Commentaires et Mises à jour :

tgtg
14-10-04 à 15:22

tout est à re-voir :

"L'Education nationale d’un pays doit-elle adapter ses programmes en fonction des requêtes des grosses entreprises ou transmettre au plus grand nombre un savoir acquis, dans le plus large éventail possible, afin de permettre une meilleure utilisation des connaissances et leur progrès?"

question posée par les enseignants depuis de nombreuses années....... :-(

 
ImpasseSud
14-10-04 à 16:47

Re: tout est à re-voir :

... mais qu'on continue à ignorer, ne pensant qu'en matière de finances....

 
tgtg
14-10-04 à 17:21

Re: Re: tout est à re-voir :

exactement!!!
:-)

 
sophie
14-10-04 à 21:26

8 ans d'études pour...faire autre chose

Faut dire c'était de ma faute : un DEA de philosophie, qu'avais-je donc en tête ? Je suis "sortie" du système presque indemne mais plus de retraite, de salaire assuré et de collègues agréables ! Des fois, j'ai l'impression d'être une miraculée !

 
ImpasseSud
15-10-04 à 09:54

Re: 8 ans d'études pour...faire autre chose

Il est vrai que la philosophie laisse un peu à désirer comme source de revenu, mais n'est-elle pas essentielle au genre humain? (A 18 ans, je voulais moi aussi faire une licence de philosophie, mais la vie en a décidé autrement). Perdre un peu de temps pour penser ne fait de mal à personne, au contraire! Désormais on semble considérer cette matière comme désuète, tenant uniquement compte du dieu-finance, mais il ne me semble pas que les choses aillent mieux. 

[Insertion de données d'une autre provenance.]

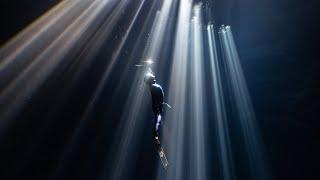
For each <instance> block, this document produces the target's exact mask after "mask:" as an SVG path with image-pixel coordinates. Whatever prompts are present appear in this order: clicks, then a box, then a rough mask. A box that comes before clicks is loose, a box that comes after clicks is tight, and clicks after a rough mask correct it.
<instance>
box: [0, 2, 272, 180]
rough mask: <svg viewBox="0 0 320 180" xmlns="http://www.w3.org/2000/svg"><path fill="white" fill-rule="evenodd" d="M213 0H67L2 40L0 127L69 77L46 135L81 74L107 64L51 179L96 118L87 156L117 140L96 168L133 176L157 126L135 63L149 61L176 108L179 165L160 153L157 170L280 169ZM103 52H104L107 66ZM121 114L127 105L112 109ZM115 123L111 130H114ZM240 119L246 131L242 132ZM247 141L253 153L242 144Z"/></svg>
mask: <svg viewBox="0 0 320 180" xmlns="http://www.w3.org/2000/svg"><path fill="white" fill-rule="evenodd" d="M205 8H207V9H208V8H209V9H210V6H209V5H208V4H202V3H194V2H192V0H180V1H177V0H162V1H147V0H133V1H132V0H86V1H83V0H64V1H61V2H60V3H59V4H58V5H56V7H54V8H53V9H51V10H50V11H48V12H47V13H46V14H44V15H43V16H41V17H40V18H39V19H38V20H37V21H35V22H34V23H32V24H31V25H30V26H28V27H27V28H26V29H25V30H23V31H22V32H20V33H19V34H17V35H16V36H15V37H14V38H13V39H11V40H10V41H9V42H8V43H6V44H5V45H4V46H3V47H2V48H1V50H0V76H1V80H0V103H1V107H0V117H1V121H0V136H2V137H5V136H7V135H8V134H10V131H11V130H12V128H13V127H15V124H17V123H20V121H22V118H19V117H20V116H21V113H22V112H24V110H25V109H26V107H28V106H29V103H30V102H31V100H30V99H32V98H34V97H35V96H38V95H39V94H41V93H42V91H43V89H46V88H47V87H51V84H57V83H58V84H59V83H61V82H64V83H63V86H62V87H59V89H57V92H56V93H55V95H56V96H57V98H55V100H54V102H53V103H51V105H50V108H49V110H48V111H46V113H44V115H42V116H41V117H42V121H41V123H43V126H42V128H41V130H39V131H37V132H36V133H37V135H43V134H45V133H46V129H50V127H51V126H53V125H54V124H55V121H57V117H58V115H57V114H58V113H59V112H60V111H61V109H62V107H64V104H65V103H67V101H68V100H69V97H70V96H72V94H73V93H74V91H76V90H77V88H79V86H78V83H79V82H80V81H83V77H85V76H86V74H88V73H93V74H94V72H98V70H97V71H90V69H99V72H101V73H97V74H95V77H96V78H95V81H94V83H92V84H94V85H92V86H93V88H90V89H89V90H88V92H89V94H90V96H89V97H87V100H86V101H85V106H84V107H83V108H82V111H81V112H76V114H77V116H76V117H77V121H76V123H74V124H73V128H72V133H70V134H69V136H68V138H66V139H64V143H63V148H62V149H61V150H60V151H59V153H58V155H59V157H58V158H56V159H55V161H54V162H55V163H54V164H55V166H54V167H51V168H50V170H48V173H49V174H50V177H54V178H53V179H59V178H62V177H65V173H66V171H67V170H66V169H67V168H68V166H69V164H70V163H71V162H72V161H73V160H74V159H73V158H71V157H72V156H73V152H74V151H75V150H76V149H77V148H79V146H80V144H81V141H82V140H83V138H85V137H86V135H87V133H89V132H91V131H90V130H89V128H90V127H91V126H90V124H91V122H92V121H93V119H96V120H95V121H97V122H99V125H100V126H98V127H95V128H96V129H95V130H94V131H95V134H96V136H92V137H93V141H94V142H95V143H89V144H90V147H87V149H88V152H92V154H90V153H89V154H87V155H86V158H88V160H87V162H91V161H90V159H91V158H93V157H94V155H93V154H94V153H93V152H96V151H99V150H97V149H98V148H97V147H98V146H97V144H101V143H107V144H108V145H104V146H103V147H104V148H102V149H104V151H101V152H100V153H98V154H99V161H98V162H99V163H98V165H97V166H99V168H98V169H96V170H95V175H96V176H97V177H99V179H112V180H118V179H130V177H131V176H132V174H133V173H134V172H133V169H135V168H137V167H135V166H137V164H139V163H140V164H143V163H146V164H148V162H147V161H146V160H141V161H140V160H139V159H138V158H137V156H138V154H139V153H138V151H141V150H139V148H140V147H139V146H140V145H141V144H145V143H146V141H150V142H149V143H147V144H148V145H150V146H151V138H152V136H151V134H150V138H146V137H144V135H145V133H144V129H145V128H146V127H147V125H148V124H150V123H149V122H151V121H152V117H151V115H150V114H152V112H151V110H150V107H148V106H149V105H150V103H149V102H150V96H149V95H148V93H147V92H148V91H147V90H146V86H145V84H144V82H143V76H144V73H145V72H147V71H148V69H145V68H144V66H143V65H141V67H140V66H139V67H136V66H135V65H134V64H141V62H145V63H148V64H149V65H150V66H152V70H153V71H154V72H155V74H156V75H157V77H161V78H160V84H162V85H164V89H165V99H166V102H168V103H169V104H170V105H171V106H172V109H168V110H166V113H165V114H164V117H163V119H164V124H163V125H162V129H161V131H162V137H161V140H162V143H163V147H164V149H165V151H166V154H167V158H168V162H169V166H168V168H167V169H163V167H162V165H161V162H160V160H159V159H157V160H156V161H152V162H149V163H156V164H157V165H156V166H155V167H156V168H155V169H156V170H155V172H156V174H155V178H156V179H159V180H160V179H168V180H174V179H175V180H180V179H191V180H194V179H197V180H200V179H214V178H215V179H224V180H232V179H260V180H261V179H270V172H269V171H268V165H267V164H268V163H267V162H266V161H267V160H266V157H265V153H264V147H263V142H262V138H261V137H260V135H259V134H260V132H259V126H258V124H257V120H256V119H255V115H254V110H253V106H252V103H251V100H250V96H249V93H248V89H247V86H246V82H245V77H244V74H243V72H242V68H241V62H240V59H239V56H238V54H237V48H236V45H235V42H234V39H233V35H232V32H231V27H230V26H221V27H220V28H216V27H215V25H214V24H212V23H211V22H213V18H212V17H210V15H209V14H210V13H207V12H203V9H205ZM208 19H209V20H208ZM216 31H217V32H216ZM101 54H102V55H101ZM151 60H154V61H151ZM98 61H103V63H100V64H102V65H101V66H99V67H97V64H98V63H97V62H98ZM127 79H130V80H127ZM87 83H91V82H87ZM123 89H125V93H123V92H124V90H123ZM106 92H108V93H107V95H106ZM78 98H82V97H78ZM102 101H107V105H106V106H105V108H103V112H101V111H98V110H97V108H98V107H99V105H100V104H101V102H102ZM118 101H120V102H122V104H121V105H119V103H118ZM99 108H101V107H99ZM99 108H98V109H99ZM97 112H100V114H99V113H97ZM39 113H41V112H39ZM113 113H117V114H120V115H119V116H116V115H114V116H116V118H114V116H113ZM112 119H116V120H112ZM30 121H32V119H31V120H30ZM111 125H112V126H113V128H112V133H108V134H106V132H105V128H108V126H111ZM235 126H236V127H237V131H232V128H231V127H235ZM150 129H151V126H150ZM109 131H110V128H109ZM110 134H112V136H109V135H110ZM43 136H44V135H43ZM235 141H237V142H238V143H236V144H241V145H239V146H240V148H239V147H237V146H238V145H235V144H234V142H235ZM37 143H38V144H41V140H39V141H37V142H35V143H34V144H33V145H32V146H31V147H30V149H29V151H26V152H25V153H26V154H28V153H30V154H32V152H33V149H34V148H33V147H36V146H37ZM88 146H89V145H88ZM150 149H152V148H150ZM238 149H241V150H242V151H243V152H241V153H235V151H236V150H238ZM152 151H155V150H154V149H152ZM148 155H151V156H156V153H150V152H149V154H148ZM237 156H241V158H237ZM157 158H158V157H157ZM239 159H240V160H239ZM26 164H27V159H26V160H24V161H23V160H22V162H21V168H20V169H23V168H22V167H23V166H24V165H26ZM71 164H72V163H71ZM144 166H145V165H144ZM21 171H22V170H21ZM243 172H245V174H246V176H245V177H242V174H243ZM17 176H19V175H17Z"/></svg>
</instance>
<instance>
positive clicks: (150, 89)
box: [144, 72, 164, 151]
mask: <svg viewBox="0 0 320 180" xmlns="http://www.w3.org/2000/svg"><path fill="white" fill-rule="evenodd" d="M144 81H145V83H146V84H147V85H148V86H149V90H150V93H151V96H152V111H153V114H154V116H155V118H154V124H153V141H154V144H155V146H156V148H157V150H158V151H161V144H160V139H159V130H160V124H161V119H162V110H163V103H164V102H163V97H164V93H163V90H162V87H161V86H160V85H159V84H157V83H156V78H155V76H154V75H153V74H152V72H148V73H146V75H145V78H144Z"/></svg>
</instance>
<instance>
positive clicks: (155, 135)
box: [153, 114, 161, 150]
mask: <svg viewBox="0 0 320 180" xmlns="http://www.w3.org/2000/svg"><path fill="white" fill-rule="evenodd" d="M160 122H161V115H160V114H157V115H156V116H155V121H154V127H153V141H154V144H155V146H156V148H157V150H160V149H161V144H160V139H159V130H160Z"/></svg>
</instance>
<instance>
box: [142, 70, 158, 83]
mask: <svg viewBox="0 0 320 180" xmlns="http://www.w3.org/2000/svg"><path fill="white" fill-rule="evenodd" d="M144 82H145V83H146V84H148V85H151V84H154V83H155V82H156V77H155V76H154V75H153V74H152V73H151V72H147V73H146V74H145V75H144Z"/></svg>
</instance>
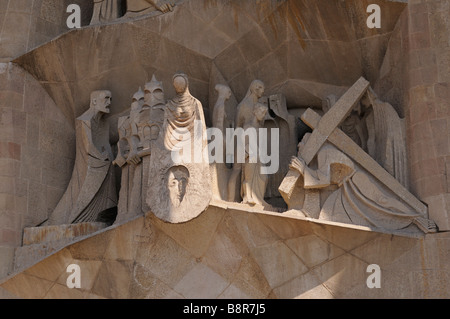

Aujourd'hui, les options "définitives" sont de plus en plus rares, et pour ma part j'en sais quelque chose, parce que si toi tu désires ne pas changer, ce sont les personnes de ton entourage, celles qui te sont chères, qui t'obligent implicitement à le faire. 
En ce qui te concerne, par exemple, même si tu as ou as dû couper court avec le "système" pour des raisons personnelles, rien ne t'empêche, un jour ou l'autre, plus tard, quand tu en auras l'envie, le loisir ou la possibilité, de devenir journaliste free-lance, mettant à profit ton DEA dans ta façon de rapporter des faits et des idées. Ceux qui font/ont fait ce choix sont de plus en plus nombreux. J'ai bien peur que désormais, qu'il faille dire adieu au confort professionnel des années 70/80.